Yarışmalar Türk-Yunan ilişkisine zarar vermemek adına Türk kahvesi yerine ‘cezve-ibrik’ ismi ile yer almaktadır. Bu kategoriye ilginin zamanla artması ve bir barista yarışması gibi popülerleşmesi güzel bir gelişme tabii. 2015 yılında katıldığım uluslararası yarışmada 8 ülke katılmıştı. 2016 yılında gerçekleşen yarışmada -rekor bir sayıydı- 19 katılımcı vardı. Bu iki yılda katılan ülkelerin başında Yunanistan, Romanya, Macaristan, Rusya, Ukrayna, İngiltere, İtalya geliyordu. 2016 yılında yarışmanın Dubai’de olması sebebiyle Arap ülkelerinden katılım çok oldu. Aslında pişirme konusunda çok farklı tekniklerle karşılaşmadım. Ocakta ve kumda demleme yöntemleri kullanılıyordu.
Dereceler alan biri olarak okurlarımıza iyi bir Türk kahvesi yapımı için nasıl bir süreç izlemeyi önerirsiniz? Türk kahvesi pişirmenin olmazsa olmaz unsurları nelerdir?
İyi bir Türk kahvesi, yetişmesiyle, kavrulmasıyla, öğütülmesiyle, demlenmesiyle, kullanılan ekipmanlarla bir bütünlük ister. Kahvede var olan tatları ortaya çıkaran orta derecede bir kavurma işlemi görmüş kaliteli bir kahve almaları gerekir. Demleme konusuna geldiğimizde ise Türk kahvesi ince öğütüldüğü için su ile çok çabuk temasa girer ve uzun süre temasla istenmeyen tatlar ortaya çıkar. Bu sebeple de acılaşmaması için demlenme süresinin kısa olması gerekir. Süreyi kısaltmak içinse oda sıcaklığında veya ılık su kullanılabilir. Sahip olduğu tatları kaybetmemesi için de kaynamadan ocaktan almalıyız. Bunun yanında aldığı ısıyı iyi ileten bir bakır cezve kullanılmasını öneririm. Yeni nesil kahvecilikle birlikte artık kahve bir damak sanatına dönüştü. Her kahvenin farklı tat notları var.
Türk kahvesi için spesifik bir tat notu var mı?
Nitelikli Türk kahvesinin spesifik bir tadı yoktur bence. Fakat toplum çok koyu kavrulmuş, asiditesi düşük acı bir kahve tadını benimsediği için, ister istemez beklenilen spesifik Türk kahvesi tadı kabaca tam olarak böyledir. Ama nitelikli kahvecilerin yaptığı Türk kahvelerinde belirgin notlar elde ediliyor.

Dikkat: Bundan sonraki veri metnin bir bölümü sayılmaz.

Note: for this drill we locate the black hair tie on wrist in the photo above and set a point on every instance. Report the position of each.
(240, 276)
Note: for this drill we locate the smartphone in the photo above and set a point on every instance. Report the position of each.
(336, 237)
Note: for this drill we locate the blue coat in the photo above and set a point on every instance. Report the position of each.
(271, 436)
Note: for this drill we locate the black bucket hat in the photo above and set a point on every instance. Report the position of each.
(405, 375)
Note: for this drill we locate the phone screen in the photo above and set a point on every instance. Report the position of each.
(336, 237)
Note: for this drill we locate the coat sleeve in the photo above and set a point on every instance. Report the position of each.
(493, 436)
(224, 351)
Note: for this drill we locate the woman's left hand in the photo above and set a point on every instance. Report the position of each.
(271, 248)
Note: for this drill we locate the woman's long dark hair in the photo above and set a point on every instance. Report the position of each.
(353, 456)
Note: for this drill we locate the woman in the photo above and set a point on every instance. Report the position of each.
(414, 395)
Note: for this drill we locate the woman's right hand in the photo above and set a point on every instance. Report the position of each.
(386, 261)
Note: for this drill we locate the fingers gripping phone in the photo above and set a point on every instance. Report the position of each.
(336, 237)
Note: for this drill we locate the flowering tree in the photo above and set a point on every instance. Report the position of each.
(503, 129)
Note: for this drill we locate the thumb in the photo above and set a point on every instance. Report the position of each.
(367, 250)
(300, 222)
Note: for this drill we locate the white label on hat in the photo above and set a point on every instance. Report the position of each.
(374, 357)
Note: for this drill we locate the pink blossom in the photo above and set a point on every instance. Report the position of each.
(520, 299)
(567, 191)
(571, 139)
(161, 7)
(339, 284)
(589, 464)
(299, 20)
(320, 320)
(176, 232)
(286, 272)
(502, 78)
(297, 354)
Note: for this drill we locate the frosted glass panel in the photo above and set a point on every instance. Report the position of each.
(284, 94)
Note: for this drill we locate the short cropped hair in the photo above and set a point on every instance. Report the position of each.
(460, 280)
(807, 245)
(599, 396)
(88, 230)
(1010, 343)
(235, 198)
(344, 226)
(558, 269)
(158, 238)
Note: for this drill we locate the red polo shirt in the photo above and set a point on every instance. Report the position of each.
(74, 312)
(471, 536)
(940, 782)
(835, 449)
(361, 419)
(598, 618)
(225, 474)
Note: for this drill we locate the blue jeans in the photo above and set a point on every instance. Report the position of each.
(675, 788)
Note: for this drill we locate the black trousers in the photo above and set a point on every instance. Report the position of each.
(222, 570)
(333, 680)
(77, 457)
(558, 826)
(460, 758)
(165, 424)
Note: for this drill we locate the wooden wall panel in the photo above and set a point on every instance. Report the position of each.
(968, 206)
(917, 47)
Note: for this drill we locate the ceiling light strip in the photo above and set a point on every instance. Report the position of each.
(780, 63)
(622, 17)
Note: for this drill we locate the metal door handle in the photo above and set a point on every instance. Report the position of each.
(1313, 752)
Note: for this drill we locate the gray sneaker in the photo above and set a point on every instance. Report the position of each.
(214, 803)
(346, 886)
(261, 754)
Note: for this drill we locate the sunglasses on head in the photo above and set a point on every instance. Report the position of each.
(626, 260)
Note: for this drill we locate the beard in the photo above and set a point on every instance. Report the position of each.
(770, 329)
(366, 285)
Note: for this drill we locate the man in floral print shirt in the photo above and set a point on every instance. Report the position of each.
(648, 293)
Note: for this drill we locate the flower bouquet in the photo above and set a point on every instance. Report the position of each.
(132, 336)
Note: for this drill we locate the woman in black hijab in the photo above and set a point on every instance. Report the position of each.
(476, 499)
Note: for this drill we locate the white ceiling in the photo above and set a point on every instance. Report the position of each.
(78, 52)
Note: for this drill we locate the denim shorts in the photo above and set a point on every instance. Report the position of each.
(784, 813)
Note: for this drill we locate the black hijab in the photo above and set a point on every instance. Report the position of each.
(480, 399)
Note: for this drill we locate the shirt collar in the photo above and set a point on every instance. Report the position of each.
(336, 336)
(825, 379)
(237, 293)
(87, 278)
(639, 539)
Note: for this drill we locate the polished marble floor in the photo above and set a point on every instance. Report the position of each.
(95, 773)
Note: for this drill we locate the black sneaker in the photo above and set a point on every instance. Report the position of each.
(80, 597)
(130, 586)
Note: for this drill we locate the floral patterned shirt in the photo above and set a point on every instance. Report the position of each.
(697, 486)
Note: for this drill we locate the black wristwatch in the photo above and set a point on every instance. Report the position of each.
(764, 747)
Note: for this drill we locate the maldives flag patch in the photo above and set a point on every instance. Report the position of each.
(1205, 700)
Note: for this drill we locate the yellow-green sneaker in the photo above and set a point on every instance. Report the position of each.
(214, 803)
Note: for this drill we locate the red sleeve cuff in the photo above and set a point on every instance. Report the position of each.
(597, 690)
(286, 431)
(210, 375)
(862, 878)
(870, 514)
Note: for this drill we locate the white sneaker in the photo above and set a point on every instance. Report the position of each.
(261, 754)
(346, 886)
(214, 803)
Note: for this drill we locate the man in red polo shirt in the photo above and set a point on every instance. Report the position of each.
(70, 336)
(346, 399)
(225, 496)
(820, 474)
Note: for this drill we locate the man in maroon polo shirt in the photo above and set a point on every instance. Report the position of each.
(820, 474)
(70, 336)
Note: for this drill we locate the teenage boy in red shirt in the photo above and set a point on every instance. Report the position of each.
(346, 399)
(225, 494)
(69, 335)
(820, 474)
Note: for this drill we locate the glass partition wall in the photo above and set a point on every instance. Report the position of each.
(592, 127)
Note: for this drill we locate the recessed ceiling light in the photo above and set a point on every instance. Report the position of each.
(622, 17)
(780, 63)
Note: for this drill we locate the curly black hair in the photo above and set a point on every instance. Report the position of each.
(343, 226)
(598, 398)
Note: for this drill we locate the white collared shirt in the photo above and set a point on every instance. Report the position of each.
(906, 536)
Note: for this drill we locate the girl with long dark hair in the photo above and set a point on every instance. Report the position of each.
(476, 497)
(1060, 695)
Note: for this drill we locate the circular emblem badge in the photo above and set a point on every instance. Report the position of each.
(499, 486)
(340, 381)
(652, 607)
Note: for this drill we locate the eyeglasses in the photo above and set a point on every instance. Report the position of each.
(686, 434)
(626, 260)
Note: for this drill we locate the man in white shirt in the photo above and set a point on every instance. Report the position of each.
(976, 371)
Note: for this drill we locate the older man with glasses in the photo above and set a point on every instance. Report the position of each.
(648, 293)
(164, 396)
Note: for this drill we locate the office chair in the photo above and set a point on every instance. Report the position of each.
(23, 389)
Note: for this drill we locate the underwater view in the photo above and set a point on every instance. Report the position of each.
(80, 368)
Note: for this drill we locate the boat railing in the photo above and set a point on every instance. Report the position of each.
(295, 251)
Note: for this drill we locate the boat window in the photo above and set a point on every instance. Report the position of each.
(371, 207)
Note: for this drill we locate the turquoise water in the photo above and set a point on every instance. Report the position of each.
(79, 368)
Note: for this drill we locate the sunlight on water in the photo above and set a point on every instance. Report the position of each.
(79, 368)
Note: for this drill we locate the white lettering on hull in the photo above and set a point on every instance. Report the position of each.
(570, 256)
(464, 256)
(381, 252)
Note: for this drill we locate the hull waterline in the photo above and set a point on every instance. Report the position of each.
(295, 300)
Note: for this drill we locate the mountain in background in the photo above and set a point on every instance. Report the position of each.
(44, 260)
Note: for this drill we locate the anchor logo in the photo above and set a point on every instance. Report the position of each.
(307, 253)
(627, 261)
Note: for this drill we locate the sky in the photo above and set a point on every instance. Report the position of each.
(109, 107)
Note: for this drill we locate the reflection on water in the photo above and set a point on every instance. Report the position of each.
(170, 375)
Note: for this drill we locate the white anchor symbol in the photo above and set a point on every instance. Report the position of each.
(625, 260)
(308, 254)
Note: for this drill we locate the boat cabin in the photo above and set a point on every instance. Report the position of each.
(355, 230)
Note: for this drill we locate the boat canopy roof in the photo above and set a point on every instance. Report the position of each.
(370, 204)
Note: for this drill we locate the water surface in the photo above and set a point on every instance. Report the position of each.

İstanbul, bünyesinde ülkemizin en eski Türk kahvesi satıcılarını da barındırıyor. Yerli ve yabancı turistler de bu kahve markalarına çok ilgi duyuyor. Siz özellikle Türk kahvesi almak ve ayrıca bir mekânda içmek için nelere dikkat ediyorsunuz?
Öncelikle butik bir kafe tercih ederim. Çünkü kahve ile ilgili tüm aşamaları şeffaf bir şekilde görebiliyoruz. Bu mekânlar Türk kahvesinde kullanılan alışılagelmişin dışında bir çekirdek kullanıldıklarından ve çok koyu kavrulmadıklarından orta-düşük derecede asiditeye sahip ve tat notlarının belirgin olabildiği Türk kahveleri yapabiliyorlar. Bu da benim damak tadıma çok uygun. Demlenme noktasında da tabii ki önceliğim makinesiz, ocakta bakır cezve yardımıyla yapılan bir Türk kahvesidir. Fakat bu işlem kafede kahvenin müşteriye servis edilme süresi ve eleman sıkıntısı sebebiyle zor oluyor.